Inicialmente, Simonton parece ter considerado a Bolívia como provável campo de trabalho. Todavia, em novembro
de 1858, ao candidatar-se formalmente para a obra missionária no exterior, citou o Brasil como o campo de sua
preferência. Não sabemos o que o levou a decidir-se pelo Brasil, mas existe uma possibilidade que consideraremos
adiante. Simonton foi ordenado ao ministério presbiteriano em 14 de abril de 1859, conheceu o seu futuro cunhado
e colega Alexander Latimer Blackford (1829-1890), e embarcou para o Brasil em 18 de junho, chegando ao Rio de
Janeiro no dia 12 de agosto, há exatos 140 anos atrás.
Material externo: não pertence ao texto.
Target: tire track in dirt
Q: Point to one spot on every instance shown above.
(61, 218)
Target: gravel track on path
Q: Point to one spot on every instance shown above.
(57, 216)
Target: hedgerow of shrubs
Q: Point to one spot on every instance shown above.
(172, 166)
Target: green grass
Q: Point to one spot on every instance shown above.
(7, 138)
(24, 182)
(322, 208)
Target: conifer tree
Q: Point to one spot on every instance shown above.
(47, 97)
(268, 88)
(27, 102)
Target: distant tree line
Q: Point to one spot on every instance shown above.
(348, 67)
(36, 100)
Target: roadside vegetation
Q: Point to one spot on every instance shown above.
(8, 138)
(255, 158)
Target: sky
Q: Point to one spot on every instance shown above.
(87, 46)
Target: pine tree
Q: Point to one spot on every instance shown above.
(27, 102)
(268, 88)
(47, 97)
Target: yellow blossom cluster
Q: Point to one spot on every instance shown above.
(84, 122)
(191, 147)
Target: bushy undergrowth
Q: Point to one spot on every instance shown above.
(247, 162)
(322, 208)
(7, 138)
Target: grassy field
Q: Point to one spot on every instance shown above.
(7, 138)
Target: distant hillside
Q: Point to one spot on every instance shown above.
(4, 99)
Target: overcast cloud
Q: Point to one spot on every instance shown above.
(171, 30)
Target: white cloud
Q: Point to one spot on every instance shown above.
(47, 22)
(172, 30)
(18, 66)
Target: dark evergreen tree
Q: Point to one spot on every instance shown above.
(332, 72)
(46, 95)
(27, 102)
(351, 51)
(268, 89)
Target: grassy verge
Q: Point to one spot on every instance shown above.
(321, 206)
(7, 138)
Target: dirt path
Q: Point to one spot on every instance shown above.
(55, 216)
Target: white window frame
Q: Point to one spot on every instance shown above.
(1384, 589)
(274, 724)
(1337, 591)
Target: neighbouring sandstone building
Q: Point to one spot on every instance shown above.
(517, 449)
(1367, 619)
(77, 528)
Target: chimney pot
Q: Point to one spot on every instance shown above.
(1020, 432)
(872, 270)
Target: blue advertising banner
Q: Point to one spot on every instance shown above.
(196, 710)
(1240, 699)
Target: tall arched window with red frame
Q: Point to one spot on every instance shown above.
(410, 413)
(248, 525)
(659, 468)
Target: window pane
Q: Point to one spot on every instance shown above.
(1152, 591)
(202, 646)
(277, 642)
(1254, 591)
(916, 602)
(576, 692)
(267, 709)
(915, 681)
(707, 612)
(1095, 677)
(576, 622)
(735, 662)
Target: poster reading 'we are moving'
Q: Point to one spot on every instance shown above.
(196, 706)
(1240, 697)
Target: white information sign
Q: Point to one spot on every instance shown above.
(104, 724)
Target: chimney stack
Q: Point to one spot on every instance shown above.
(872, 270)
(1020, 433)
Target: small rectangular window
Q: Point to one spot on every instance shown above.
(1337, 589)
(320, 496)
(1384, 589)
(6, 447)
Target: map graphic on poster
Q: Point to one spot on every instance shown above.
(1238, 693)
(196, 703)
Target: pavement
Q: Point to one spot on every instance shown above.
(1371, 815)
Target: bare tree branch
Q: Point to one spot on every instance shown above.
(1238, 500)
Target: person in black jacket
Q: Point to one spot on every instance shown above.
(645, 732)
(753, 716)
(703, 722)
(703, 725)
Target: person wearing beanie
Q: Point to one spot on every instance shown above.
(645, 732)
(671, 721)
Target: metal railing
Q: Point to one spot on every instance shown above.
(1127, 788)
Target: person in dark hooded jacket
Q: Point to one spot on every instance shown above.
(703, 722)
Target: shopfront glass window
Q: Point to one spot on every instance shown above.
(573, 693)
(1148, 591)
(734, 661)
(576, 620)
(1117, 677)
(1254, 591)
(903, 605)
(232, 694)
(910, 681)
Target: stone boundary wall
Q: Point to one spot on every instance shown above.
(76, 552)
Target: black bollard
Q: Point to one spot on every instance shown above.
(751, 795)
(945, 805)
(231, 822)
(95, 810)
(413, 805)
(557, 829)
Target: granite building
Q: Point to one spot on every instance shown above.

A chegada de Simonton ao Brasil não marcou a primeira presença de reformados neste país. Em meados do século
XVI, quando os franceses tentaram estabelecer na Baía da Guanabara a chamada França Antártica, o chefe da
expedição, o vice-almirante Nicolas Durand de Villegaignon, buscando elevar o nível moral e espiritual da
comunidade, escreveu ao próprio Calvino solicitando-lhe o envio de colonos reformados. Calvino e a Igreja
Reformada de Genebra atenderam prontamente o pedido, enviando vários correligionários sob a liderança de dois
pastores, que chegaram ao Rio de Janeiro no início de 1557. Pouco depois, surgiram desavenças entre Villegaignon
e os calvinistas, que resultaram na expulsão deste últimos da pequena ilha em que a colônia fora instalada. Isso os
colocou em contato com os tupinambás, a quem tentaram evangelizar.
Eventualmente, o pequeno grupo regressou para a França, estando entre eles o sapateiro Jean de Léry, que veio a
tornar-se um pastor e escreveu o célebre livroHistória de uma Viagem à Terra do Brasil, publicado em 1578.
Quando o navio ameaçou naufragar, cinco reformados ofereceram-se para retornar ao continente, sendo
imediatamente presos por ordem de Villegaignon. Obrigados a responder a uma série de perguntas teológicas, eles
produziram a notável Confissão de Fé da Guanabara, com base na qual três deles foram executados. Dos demais,
um foi poupado por ser o único alfaiate da colônia e o outro conseguiu fugir, sendo mais tarde preso e enforcado.
Essa experiência, embora efêmera e fracassada, passou à história como o primeiro esforço missionário feito por
protestantes no sentido de evangelizar povos pagãos.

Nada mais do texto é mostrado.